Ed ecco la “vera historia”, come la definisce Loris: «Siamo nel ‘47, a Treviso, piccola città con prete di buon vivere, la guerra è finita e, anche se superstiti, siamo tutti giovani, forti ed entusiasti della vita che ci si apre davanti. Alla sera frequentiamo, anche per la compagnia, una famosa casa di piacere molto chic, dove la sera cucina , per le gentili ospiti, un nostro pasticcere, part-time, Danilo el rosso (perché rosso di capelli). Luglio è periodo di esami, ed eravamo tutti ragazzi di scuola dovevamo dare gli esami di fine corso: la maitresse viene in sala , ci guarda e dice “a letto ragazzi che siete molto giù di corda“. A quel punto Danilo esce dalla cucina, e dice “speté un atimo fasso mi un dolse speciae” E va in cucina, lavora con uova zucchero mascarpone savoiardi e una bottiglia di marsala all’uovo della Ricci di Padova». Casellato annota: «Tutti ingredienti che c’erano nelle cucine non povere della nostra città». E ricorda ad esempio el sbatutin, il roso d’uovo sbattuto fatto sbiancare con tanto zucchero.
Lasciamo la parola a Loris. «Danilo prende un piatto ovale, vi distende uno strato di savoiardi li bagna con la marsala cui ha aggiunto caffè fragrante e forte, e stende sopra un bello strato d’uovo battuto con aggiunto tanto mascarpone. Continua così per ben tre strati e sta per darcelo….ma a quel punto, c’è nella compagnia un giovane capitano dell’aviazione americana, Weinstock, ebreo di Manhattan.
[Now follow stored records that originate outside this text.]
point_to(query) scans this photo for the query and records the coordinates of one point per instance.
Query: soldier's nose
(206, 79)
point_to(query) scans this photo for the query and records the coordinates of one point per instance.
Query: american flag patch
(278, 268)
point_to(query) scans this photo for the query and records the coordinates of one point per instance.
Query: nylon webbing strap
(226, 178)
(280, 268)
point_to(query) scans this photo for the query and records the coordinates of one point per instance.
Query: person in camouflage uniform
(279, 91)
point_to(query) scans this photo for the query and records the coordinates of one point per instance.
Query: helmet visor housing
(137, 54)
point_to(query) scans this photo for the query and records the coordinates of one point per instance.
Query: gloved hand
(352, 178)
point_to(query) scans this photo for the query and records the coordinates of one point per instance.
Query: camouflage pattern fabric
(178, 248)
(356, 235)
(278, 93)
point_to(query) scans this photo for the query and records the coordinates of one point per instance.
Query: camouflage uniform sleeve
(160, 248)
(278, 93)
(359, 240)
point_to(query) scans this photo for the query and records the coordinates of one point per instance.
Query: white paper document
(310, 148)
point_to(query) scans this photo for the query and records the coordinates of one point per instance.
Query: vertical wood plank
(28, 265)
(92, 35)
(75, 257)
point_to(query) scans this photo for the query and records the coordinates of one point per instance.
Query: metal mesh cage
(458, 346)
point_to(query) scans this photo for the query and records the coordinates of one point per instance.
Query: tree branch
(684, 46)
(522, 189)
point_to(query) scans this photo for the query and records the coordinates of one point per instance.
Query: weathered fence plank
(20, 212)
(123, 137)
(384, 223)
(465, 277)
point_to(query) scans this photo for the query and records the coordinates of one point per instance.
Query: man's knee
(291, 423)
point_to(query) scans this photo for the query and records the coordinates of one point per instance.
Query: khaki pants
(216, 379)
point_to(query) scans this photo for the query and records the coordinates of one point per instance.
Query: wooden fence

Tira fuori dalla borsa di sacco militare, quella che sarebbe diventata famosa ai tempi degli eskimo, ne estrae un barattolo con scritto sopra “New York cocoa” (cacao), prende una forchetta, lo buca e dice “mettiamoci sopra anche questo”. E lì, appoggiato alla porta della sala di accoglienza, con l’inseparabile Gauloise accesa, annuncia seriamente: “o ciamaremo tiramesù”». Ricostruzione molto cinematografica, se si vuole, ma anche molto autoreferenziale, in ambito pasticcero. È stata scritta in tempi non sospetti, quando non c’erano le odierne disfide trevigiana- friulane sulla paternità. E indubbiamente rafforza il mito della piazza, che ha sempre attribuito le radici del dolce alle case di piacere, retrodatando la creazione del dolce, che poi sarebbe stato brevettato da Alba Campeol e Lolli Linguanotto, nei primi anni’ 60, con tanto di certificato dell’Accademia della Cucina. Straordinaria la suggestione del battesimo da parte di Alfredo Beltrame, per arricchire di un autentico coup de theatre la storia della cucina trevigiana. Loris ci aggiunge un piccolo riscontro personale: nel 1991, per andare a correre la maratona di Boston, fece tappa a New York, e andò a trovare la figlia del capitano statunitense, a sua volta pasticcera specializzata in “cake design” a Tribeca. «E si ricordava di suo padre che le parlava del dolce, e voleva che le passassi la ricetta».
Il tocco internazionale che non guasta, per il dolce più universale della tradizione trevigiana.